En ce qui concerne ces problèmes systémiques présumés, M. Saar a déclaré que l’approche devrait être de « réparer et non de détruire » le système.
« Je pense qu’il ne faut pas oublier qu’il s’agit d’armes du pouvoir exécutif. Le Premier ministre est le chef du pouvoir exécutif. En tant que parti au pouvoir, nous avons la responsabilité de corriger le pouvoir exécutif et notre correction ne devrait pas se faire en organisant des manifestations, mais en promulguant des réformes que nous estimons nécessaires », a-t-il dit, faisant allusion aux récentes protestations de militants pro-Netanyahu contre les poursuites engagées par l’État.

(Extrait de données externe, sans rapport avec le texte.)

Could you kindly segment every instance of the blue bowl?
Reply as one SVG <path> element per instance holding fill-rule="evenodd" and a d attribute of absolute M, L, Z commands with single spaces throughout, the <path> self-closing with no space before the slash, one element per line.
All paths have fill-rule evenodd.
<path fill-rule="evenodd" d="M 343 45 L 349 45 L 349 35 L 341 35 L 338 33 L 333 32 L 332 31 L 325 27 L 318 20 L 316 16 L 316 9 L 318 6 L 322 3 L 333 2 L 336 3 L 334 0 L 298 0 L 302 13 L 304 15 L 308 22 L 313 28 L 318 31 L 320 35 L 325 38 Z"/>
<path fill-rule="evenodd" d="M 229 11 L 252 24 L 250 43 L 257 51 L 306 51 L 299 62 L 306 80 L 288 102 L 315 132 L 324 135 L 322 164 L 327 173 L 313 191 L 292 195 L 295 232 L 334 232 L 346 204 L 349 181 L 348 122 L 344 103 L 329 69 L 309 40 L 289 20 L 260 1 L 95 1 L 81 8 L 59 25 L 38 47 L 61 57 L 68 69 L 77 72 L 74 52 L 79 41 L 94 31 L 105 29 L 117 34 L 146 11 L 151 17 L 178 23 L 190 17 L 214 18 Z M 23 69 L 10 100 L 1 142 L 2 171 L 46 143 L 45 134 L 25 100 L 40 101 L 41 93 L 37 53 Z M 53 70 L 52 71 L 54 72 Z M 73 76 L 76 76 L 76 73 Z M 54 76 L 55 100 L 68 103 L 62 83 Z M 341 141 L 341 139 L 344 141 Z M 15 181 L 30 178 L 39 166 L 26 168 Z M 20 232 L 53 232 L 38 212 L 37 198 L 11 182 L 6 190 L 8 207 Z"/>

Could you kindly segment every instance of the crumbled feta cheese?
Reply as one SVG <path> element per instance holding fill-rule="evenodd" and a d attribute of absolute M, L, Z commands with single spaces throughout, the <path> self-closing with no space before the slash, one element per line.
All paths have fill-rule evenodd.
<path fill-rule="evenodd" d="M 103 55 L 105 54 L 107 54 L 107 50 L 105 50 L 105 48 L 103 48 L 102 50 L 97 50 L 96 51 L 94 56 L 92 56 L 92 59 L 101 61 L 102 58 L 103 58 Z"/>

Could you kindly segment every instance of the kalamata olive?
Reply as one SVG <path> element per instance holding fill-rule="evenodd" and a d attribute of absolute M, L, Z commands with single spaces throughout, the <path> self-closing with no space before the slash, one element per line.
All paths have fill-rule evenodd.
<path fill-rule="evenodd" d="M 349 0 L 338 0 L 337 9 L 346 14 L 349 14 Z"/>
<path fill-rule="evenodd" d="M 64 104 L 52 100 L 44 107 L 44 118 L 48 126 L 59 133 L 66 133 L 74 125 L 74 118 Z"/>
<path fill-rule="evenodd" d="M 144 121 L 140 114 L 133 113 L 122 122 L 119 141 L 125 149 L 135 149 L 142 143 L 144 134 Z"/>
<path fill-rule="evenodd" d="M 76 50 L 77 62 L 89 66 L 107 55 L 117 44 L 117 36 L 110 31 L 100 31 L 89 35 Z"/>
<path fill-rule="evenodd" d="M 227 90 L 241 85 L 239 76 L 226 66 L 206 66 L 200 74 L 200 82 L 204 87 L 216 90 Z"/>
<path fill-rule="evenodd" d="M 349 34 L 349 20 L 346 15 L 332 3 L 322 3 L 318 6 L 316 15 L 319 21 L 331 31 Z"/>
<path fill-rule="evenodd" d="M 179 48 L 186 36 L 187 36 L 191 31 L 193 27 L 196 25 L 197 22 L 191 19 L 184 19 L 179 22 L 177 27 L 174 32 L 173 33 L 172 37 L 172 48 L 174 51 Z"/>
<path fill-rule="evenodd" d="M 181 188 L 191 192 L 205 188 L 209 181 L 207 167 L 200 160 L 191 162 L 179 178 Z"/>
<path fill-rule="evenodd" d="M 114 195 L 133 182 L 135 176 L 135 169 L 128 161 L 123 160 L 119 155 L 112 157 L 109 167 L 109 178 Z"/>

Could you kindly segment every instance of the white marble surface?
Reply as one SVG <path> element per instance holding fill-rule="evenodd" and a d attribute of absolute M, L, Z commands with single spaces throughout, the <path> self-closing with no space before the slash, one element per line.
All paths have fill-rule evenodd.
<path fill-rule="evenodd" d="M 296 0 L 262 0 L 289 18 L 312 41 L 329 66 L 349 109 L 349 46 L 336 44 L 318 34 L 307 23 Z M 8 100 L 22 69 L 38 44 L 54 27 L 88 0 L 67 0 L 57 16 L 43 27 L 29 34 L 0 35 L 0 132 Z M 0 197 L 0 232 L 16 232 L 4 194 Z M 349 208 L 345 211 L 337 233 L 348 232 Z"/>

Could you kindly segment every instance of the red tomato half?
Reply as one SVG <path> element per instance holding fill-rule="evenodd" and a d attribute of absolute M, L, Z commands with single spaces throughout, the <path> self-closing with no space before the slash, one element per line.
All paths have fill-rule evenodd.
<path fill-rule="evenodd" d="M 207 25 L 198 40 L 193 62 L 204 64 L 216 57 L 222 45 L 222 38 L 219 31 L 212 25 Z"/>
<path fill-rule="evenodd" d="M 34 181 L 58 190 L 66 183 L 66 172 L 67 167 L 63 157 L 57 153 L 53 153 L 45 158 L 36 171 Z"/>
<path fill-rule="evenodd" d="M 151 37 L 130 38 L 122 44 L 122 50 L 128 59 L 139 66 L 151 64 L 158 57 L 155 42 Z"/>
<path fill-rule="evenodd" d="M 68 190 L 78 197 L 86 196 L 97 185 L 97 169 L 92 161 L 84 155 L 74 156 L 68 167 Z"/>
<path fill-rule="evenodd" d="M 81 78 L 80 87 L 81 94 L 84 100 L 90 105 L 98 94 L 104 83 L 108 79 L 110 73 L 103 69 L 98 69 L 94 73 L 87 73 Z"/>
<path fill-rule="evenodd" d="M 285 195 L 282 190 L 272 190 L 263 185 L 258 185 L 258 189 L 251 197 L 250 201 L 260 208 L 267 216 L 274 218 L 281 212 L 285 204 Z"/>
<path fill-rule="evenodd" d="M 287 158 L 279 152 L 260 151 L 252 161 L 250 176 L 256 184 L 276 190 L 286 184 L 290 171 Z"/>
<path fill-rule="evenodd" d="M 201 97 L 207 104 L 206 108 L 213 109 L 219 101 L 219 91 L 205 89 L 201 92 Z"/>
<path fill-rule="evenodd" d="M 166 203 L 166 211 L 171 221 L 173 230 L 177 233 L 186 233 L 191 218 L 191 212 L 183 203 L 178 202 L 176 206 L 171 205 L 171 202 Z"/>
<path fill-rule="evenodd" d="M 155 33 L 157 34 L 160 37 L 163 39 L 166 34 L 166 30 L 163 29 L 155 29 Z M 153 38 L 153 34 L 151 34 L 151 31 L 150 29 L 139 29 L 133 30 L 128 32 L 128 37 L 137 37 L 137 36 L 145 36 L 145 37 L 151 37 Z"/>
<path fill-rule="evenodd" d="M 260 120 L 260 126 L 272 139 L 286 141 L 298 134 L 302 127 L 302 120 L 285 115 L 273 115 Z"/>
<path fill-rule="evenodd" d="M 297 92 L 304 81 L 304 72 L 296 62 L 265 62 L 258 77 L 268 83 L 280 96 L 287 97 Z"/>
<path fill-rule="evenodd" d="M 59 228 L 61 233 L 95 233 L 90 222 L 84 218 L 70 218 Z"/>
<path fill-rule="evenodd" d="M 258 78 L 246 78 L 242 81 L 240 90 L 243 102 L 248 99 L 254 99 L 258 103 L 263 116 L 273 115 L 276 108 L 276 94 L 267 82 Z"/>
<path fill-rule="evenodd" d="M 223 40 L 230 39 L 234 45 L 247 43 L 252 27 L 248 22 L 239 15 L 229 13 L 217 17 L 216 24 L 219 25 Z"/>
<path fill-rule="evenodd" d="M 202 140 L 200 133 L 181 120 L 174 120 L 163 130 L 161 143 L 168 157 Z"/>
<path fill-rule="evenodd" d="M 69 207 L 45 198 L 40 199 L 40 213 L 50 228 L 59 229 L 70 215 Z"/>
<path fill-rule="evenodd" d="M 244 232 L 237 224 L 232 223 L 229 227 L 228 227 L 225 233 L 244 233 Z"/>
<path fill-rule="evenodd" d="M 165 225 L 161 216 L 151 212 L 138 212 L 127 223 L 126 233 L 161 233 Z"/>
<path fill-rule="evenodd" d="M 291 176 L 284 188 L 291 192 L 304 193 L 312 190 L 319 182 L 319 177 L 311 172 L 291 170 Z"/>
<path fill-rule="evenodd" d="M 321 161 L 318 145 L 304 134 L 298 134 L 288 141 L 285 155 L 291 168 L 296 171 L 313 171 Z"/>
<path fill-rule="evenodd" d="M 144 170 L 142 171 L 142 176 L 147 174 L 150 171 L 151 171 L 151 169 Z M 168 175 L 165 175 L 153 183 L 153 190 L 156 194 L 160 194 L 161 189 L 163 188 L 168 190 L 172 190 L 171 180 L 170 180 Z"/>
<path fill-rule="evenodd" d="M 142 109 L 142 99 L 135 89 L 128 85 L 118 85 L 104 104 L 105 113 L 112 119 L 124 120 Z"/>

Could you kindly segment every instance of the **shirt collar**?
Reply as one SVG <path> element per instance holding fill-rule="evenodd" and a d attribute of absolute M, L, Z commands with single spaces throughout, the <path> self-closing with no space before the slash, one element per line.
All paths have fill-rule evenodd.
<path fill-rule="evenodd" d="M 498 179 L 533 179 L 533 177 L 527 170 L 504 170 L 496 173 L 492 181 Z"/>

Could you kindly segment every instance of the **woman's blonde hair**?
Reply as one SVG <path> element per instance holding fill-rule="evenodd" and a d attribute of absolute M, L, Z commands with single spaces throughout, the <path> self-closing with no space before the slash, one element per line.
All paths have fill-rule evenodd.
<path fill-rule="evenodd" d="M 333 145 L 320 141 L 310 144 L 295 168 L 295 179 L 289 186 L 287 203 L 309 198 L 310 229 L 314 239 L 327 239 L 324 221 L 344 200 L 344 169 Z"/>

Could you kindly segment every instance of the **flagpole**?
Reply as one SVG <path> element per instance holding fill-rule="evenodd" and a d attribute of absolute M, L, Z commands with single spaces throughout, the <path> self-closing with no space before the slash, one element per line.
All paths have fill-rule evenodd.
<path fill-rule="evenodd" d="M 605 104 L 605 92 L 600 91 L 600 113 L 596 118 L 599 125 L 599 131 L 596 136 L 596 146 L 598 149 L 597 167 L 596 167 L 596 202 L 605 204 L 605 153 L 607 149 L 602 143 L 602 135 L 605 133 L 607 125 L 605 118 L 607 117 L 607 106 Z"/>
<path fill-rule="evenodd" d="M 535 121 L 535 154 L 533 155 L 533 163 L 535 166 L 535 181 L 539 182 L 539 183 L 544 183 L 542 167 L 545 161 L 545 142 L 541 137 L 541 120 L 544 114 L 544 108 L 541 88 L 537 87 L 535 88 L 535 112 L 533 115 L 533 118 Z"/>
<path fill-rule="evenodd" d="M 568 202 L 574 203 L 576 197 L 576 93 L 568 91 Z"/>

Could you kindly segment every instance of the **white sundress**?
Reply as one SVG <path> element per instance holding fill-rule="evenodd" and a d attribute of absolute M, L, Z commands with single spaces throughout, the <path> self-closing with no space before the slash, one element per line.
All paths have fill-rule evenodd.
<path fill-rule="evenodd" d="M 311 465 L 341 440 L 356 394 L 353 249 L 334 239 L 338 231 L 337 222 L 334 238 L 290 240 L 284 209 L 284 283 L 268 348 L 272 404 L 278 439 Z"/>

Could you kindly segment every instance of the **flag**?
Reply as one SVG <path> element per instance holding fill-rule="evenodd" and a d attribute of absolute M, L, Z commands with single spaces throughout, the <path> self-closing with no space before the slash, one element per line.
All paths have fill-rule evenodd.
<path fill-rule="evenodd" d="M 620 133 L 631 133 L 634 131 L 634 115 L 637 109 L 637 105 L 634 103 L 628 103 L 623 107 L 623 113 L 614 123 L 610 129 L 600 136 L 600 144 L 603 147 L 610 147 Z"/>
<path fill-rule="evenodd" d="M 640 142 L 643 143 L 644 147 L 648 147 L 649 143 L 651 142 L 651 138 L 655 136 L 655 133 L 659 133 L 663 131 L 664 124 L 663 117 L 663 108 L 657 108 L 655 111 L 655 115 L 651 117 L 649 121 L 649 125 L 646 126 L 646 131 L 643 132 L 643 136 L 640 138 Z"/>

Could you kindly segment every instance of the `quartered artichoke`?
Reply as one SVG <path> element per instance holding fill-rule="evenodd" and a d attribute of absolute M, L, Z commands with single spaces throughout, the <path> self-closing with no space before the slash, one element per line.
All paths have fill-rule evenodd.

« J’ai de très vives critiques à l’égard de certains éléments des forces de l’ordre… mais je veux les corriger et la façon de le faire est de les corriger à la manière d’un homme d’État », a-t-il dit.
Lorsqu’on lui a demandé s’il voterait en faveur d’une demande, si elle était présentée par Netanyahu, pour obtenir l’immunité parlementaire et ne pas être jugé, Saar est resté prudent, disant qu’il était inapproprié de prendre une décision avant que les deux parties ne soient entendues.
Selon Saar, la nécessité d’un nouveau dirigeant au Likud, et même d’un nouveau Premier ministre, ne découle pas des inculpations, mais « parce que le pays est simplement bloqué. Il est bloqué depuis un an. Si nous allons aux élections, cela va continuer, disons, pour au moins six mois de plus. Nous payons un lourd tribut économique, les citoyens d’Israël paient un lourd tribut », a dit M. Saar avant d’ajouter une critique tacite de la campagne de Netanyahu qui est souvent source de division. « Les divisions dans la société s’élargissent et s’élargiront au cours d’une élection. Cela m’inquiète encore plus que les dommages économiques ».
« Je crois qu’il doit y avoir un changement, qu’il doit y avoir un tournant pour sortir le pays de cette impasse – pour que nous puissions former un gouvernement et aussi pour que nous puissions unir le peuple d’Israël. C’est peut-être la chose la plus importante aujourd’hui », a-t-il dit.